“Sticks and stones may break my bones, but words will never hurt me.”
Whoever wrote that must have been in serious denial. Poor guy.
We all know words can hurt, and heal, in more ways than one. Have you ever wondered if words can heal you of Lyme?
It has been scientifically proven that thinking, writing and speaking words of healing can alter a person’s health, but there’s more to it than just positive thinking, and I’m starting to take this wisdom quite seriously.
Experiments have been done in which specific thoughts have been directed towards plants, water and other natural objects (often with the object not even being present in the same room as the person practicing the thought) with the result that these objects become biologically altered to conform to the thoughts that have been placed upon them.
Such experiments have also been performed using written and spoken words, with similar results.
This evidence is scientific, but it spills over into the realm of faith, too. In the book of Proverbs, it is written that “Death and life are in the power of the tongue” (18:21) and, “The tongue of the wise is health.” (12:18). Those who follow the God of the Bible would agree that He has a lot to say about the power of words. I think the wisdom in proverbs regarding healing is quite literal.
Finally, it is well-documented that words of prayer significantly affects outcomes.
So how can we Lyme disease sufferers use words to benefit healing? Prayer and positive affirmations of healing may be the most obvious ways, but consider that every word you think, speak, read may bring about tangible, observable consequences.
If we can affect plants with our thinking, how much more can we alter the state of our health with our mind!
Consider, for instance, how you communicate with others. Words that confirm your illness to friends and words attesting to your tragic lot in life may help keep you rooted in physical illness.

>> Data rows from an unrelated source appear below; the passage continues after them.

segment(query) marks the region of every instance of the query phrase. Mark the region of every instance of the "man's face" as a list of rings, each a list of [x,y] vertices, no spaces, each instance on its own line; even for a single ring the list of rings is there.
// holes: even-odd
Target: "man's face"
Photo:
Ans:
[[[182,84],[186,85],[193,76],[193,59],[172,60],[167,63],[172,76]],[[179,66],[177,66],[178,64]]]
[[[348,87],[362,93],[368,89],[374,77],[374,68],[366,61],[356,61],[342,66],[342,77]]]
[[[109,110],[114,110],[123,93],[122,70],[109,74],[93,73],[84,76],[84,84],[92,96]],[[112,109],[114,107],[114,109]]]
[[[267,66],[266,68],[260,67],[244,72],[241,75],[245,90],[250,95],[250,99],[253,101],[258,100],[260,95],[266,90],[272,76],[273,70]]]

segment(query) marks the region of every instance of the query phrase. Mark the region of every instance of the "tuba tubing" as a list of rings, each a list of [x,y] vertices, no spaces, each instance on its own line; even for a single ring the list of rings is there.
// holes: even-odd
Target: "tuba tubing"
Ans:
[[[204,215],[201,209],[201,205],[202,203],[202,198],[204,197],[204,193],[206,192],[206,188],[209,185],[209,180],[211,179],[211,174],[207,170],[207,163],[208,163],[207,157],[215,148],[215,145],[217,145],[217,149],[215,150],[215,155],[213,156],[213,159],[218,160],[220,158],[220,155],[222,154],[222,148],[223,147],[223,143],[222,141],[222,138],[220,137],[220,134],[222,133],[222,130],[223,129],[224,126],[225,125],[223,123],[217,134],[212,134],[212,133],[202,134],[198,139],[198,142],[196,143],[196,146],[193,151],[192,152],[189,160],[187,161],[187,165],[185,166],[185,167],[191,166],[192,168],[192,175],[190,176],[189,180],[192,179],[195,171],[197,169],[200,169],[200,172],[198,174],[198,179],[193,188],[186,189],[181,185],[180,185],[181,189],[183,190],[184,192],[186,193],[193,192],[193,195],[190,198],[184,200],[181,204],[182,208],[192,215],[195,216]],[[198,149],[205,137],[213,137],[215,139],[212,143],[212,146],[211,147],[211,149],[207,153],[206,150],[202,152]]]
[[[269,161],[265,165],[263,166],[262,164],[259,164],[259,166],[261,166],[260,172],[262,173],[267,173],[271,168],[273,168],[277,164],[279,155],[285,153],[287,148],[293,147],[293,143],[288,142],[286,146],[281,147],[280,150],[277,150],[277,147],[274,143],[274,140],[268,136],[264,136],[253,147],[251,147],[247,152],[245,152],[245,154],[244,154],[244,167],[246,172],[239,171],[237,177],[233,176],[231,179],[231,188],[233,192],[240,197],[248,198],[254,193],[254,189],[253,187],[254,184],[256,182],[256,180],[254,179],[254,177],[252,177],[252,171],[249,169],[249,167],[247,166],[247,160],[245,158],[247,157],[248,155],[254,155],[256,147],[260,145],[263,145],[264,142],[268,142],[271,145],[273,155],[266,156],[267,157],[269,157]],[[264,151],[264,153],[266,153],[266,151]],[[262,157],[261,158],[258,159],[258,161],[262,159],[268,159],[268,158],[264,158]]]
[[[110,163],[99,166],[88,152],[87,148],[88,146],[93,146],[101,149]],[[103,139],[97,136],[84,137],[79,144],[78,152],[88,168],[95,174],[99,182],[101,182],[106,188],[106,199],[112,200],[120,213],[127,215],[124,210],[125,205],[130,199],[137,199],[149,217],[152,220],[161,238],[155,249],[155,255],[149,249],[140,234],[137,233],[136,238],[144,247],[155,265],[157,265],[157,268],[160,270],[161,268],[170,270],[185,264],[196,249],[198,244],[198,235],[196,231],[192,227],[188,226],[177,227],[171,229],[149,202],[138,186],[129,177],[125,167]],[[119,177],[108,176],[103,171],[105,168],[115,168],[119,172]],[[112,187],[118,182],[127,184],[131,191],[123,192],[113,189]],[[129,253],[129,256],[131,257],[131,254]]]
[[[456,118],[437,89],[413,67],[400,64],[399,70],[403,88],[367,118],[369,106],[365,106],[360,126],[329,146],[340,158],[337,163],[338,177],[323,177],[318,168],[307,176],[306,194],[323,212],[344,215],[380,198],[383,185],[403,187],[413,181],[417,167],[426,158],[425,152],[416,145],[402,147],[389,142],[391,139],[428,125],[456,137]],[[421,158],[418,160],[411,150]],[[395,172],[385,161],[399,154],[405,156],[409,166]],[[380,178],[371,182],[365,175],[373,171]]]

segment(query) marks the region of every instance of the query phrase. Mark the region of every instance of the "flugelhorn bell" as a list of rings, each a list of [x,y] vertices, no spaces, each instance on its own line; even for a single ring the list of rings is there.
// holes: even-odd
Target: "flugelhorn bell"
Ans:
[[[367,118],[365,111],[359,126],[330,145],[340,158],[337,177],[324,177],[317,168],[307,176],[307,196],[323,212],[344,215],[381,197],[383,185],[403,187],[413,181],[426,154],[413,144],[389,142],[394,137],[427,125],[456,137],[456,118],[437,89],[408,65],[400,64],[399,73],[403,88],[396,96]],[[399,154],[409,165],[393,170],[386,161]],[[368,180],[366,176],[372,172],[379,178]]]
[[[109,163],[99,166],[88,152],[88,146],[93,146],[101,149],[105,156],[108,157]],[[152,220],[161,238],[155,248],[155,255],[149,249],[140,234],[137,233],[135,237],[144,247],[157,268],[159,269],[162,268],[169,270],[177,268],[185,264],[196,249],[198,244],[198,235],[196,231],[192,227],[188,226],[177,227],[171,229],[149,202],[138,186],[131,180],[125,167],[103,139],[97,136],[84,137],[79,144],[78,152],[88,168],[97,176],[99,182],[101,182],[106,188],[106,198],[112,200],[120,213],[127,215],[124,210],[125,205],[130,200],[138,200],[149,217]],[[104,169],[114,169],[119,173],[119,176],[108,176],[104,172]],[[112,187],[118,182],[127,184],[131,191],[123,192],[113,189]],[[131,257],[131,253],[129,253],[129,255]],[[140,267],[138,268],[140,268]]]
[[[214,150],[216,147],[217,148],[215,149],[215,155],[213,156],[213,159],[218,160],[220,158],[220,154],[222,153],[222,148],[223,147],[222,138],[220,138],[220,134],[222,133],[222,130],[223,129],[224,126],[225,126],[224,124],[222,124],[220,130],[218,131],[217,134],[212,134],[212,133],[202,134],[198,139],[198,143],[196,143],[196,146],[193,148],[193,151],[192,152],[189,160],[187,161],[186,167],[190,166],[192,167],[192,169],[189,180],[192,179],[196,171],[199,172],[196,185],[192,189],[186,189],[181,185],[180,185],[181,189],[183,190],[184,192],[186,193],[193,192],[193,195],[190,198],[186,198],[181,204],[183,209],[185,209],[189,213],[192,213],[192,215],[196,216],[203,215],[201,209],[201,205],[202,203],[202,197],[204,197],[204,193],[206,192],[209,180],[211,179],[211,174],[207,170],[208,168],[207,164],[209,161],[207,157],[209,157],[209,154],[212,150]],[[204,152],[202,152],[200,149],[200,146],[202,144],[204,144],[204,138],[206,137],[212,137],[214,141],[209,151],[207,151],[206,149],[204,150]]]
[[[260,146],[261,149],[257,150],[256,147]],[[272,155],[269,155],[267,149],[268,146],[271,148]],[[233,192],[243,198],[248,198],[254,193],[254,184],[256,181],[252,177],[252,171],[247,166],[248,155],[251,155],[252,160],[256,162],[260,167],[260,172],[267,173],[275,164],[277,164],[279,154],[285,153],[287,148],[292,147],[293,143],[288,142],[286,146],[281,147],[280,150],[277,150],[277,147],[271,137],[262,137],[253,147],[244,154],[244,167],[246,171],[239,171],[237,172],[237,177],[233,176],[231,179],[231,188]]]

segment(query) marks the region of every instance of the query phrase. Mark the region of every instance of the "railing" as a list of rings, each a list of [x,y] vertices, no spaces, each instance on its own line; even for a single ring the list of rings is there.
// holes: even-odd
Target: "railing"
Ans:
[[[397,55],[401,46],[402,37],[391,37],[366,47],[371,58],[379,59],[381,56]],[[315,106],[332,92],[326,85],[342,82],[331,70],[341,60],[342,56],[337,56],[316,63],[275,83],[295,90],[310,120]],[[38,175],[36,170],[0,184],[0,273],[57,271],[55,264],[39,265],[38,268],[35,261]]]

In general, do words of life and light proceed from your mouth, or do you curse the highway, your mother and the potato you’re peeling for dinner?
Even though the latter example would seem to have little to do with healing Lyme, consider the emotions behind such words, and how these negatively impact the body.
Finally, what kinds of thoughts fill your head as you awaken each day? Do you lament your aching limbs, and if so, are you able to replace the lament with praise that you can still walk?
Consider your inner monologue and outer dialogue when formulating a plan for healing from Lyme. Your words may be a more important component to healing than you realize.